HCF(9220, 4961, 85352) = 1
HCF of 9220, 4961, 85352 using Euclid's algorithm
Highest common factor or Highest common divisor (hcd) can be calculated by Euclid's algotithm.
Highest common factor (HCF) of 9220, 4961, 85352 is 1.
Highest Common Factor of 9220,4961,85352 is 1
Step 1: Since 9220 > 4961, we apply the division lemma to 9220 and 4961, to get
9220 = 4961 x 1 + 4259
Step 2: Since the reminder 4961 ≠ 0, we apply division lemma to 4259 and 4961, to get
4961 = 4259 x 1 + 702
Step 3: We consider the new divisor 4259 and the new remainder 702, and apply the division lemma to get
4259 = 702 x 6 + 47
We consider the new divisor 702 and the new remainder 47,and apply the division lemma to get
702 = 47 x 14 + 44
We consider the new divisor 47 and the new remainder 44,and apply the division lemma to get
47 = 44 x 1 + 3
We consider the new divisor 44 and the new remainder 3,and apply the division lemma to get
44 = 3 x 14 + 2
We consider the new divisor 3 and the new remainder 2,and apply the division lemma to get
3 = 2 x 1 + 1
We consider the new divisor 2 and the new remainder 1,and apply the division lemma to get
2 = 1 x 2 + 0
The remainder has now become zero, so our procedure stops. Since the divisor at this stage is 1, the HCF of 9220 and 4961 is 1
Notice that 1 = HCF(2,1) = HCF(3,2) = HCF(44,3) = HCF(47,44) = HCF(702,47) = HCF(4259,702) = HCF(4961,4259) = HCF(9220,4961) .

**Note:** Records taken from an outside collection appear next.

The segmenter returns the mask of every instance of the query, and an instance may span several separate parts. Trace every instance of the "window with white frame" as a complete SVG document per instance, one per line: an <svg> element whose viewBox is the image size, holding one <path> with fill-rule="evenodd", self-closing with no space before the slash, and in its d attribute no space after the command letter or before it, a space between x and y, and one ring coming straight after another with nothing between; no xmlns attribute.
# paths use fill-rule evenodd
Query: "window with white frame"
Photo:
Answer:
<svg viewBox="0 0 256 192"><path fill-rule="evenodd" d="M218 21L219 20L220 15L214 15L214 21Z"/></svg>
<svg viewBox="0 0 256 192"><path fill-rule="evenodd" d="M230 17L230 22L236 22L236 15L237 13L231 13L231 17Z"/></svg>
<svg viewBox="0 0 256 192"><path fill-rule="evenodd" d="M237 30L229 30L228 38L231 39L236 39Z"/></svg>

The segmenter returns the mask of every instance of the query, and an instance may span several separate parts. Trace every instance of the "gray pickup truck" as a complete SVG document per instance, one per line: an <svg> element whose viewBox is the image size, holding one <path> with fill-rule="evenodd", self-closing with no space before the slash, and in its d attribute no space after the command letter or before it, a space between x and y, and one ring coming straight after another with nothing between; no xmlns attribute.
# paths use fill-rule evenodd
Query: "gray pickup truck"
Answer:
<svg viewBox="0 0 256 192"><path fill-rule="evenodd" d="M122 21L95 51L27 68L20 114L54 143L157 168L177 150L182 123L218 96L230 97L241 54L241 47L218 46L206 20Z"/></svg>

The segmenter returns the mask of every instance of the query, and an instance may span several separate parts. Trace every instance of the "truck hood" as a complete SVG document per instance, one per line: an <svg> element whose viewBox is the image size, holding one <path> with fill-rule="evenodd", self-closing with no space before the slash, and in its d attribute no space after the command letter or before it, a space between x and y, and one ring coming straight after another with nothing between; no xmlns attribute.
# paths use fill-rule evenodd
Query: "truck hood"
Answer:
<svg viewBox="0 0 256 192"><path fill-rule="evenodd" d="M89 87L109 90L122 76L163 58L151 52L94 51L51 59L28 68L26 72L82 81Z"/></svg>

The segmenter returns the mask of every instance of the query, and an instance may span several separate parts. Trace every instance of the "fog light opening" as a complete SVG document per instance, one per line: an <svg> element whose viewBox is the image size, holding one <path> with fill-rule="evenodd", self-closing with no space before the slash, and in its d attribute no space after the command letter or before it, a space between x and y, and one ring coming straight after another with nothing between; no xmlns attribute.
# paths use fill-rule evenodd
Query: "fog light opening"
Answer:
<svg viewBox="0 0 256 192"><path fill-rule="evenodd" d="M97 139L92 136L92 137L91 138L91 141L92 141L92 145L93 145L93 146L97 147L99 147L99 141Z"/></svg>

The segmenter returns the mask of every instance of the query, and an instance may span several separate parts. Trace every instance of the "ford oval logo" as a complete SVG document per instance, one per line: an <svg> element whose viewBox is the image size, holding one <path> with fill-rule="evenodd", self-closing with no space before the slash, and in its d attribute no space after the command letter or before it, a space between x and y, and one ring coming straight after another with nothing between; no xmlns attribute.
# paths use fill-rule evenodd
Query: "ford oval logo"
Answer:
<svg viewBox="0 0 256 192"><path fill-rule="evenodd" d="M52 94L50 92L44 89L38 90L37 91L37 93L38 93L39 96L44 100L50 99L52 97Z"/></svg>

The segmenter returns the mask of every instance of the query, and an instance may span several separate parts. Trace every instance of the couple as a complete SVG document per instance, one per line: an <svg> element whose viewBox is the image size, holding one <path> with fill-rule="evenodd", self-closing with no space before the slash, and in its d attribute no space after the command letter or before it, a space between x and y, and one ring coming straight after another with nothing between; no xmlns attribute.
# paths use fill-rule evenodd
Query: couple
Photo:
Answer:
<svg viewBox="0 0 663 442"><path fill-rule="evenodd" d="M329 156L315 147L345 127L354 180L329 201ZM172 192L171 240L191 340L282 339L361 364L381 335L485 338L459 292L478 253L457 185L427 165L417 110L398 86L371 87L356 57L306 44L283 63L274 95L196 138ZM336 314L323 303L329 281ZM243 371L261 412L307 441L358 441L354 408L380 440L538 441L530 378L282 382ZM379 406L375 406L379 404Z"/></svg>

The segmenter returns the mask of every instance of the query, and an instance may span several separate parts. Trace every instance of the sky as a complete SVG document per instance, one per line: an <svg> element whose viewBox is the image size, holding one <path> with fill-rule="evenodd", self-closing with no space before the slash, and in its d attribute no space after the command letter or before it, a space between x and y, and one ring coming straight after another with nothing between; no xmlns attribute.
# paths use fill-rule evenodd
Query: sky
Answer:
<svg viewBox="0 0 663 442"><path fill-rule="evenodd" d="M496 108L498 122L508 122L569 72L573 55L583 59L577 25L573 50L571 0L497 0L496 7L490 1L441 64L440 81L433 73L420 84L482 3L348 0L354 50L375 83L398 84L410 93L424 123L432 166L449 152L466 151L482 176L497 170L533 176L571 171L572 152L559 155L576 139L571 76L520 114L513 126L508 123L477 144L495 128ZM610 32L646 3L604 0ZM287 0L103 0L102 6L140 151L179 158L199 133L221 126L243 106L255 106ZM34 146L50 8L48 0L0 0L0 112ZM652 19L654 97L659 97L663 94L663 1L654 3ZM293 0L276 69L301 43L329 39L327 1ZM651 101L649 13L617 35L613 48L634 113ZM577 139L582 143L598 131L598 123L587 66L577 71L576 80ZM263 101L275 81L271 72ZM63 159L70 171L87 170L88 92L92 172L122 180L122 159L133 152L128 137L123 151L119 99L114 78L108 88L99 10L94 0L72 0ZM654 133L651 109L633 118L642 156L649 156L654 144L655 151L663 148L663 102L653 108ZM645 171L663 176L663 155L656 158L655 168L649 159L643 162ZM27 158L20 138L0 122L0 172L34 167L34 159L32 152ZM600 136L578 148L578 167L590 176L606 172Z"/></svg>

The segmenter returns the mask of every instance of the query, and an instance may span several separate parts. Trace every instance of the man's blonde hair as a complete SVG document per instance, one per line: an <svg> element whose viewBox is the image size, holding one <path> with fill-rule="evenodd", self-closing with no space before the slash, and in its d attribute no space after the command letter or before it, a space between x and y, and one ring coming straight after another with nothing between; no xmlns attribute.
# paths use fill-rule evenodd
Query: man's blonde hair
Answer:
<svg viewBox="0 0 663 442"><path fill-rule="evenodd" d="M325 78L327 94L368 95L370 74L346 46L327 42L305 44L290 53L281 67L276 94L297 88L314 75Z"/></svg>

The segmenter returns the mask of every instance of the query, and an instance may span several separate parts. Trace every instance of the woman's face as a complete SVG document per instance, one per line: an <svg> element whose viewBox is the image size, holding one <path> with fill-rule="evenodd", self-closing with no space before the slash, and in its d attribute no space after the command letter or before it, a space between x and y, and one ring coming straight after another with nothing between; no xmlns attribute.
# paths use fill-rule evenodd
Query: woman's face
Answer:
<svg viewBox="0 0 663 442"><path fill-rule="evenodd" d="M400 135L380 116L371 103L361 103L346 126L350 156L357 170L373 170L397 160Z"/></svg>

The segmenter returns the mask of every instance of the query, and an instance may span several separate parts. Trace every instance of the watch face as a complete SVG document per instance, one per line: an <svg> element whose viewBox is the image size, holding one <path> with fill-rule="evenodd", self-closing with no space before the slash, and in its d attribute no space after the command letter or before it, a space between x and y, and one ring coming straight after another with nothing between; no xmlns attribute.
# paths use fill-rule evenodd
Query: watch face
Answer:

We can take hcf of as 1st numbers and next number as another number to apply in Euclidean lemma
Step 1: Since 85352 > 1, we apply the division lemma to 85352 and 1, to get
85352 = 1 x 85352 + 0
The remainder has now become zero, so our procedure stops. Since the divisor at this stage is 1, the HCF of 1 and 85352 is 1
Notice that 1 = HCF(85352,1) .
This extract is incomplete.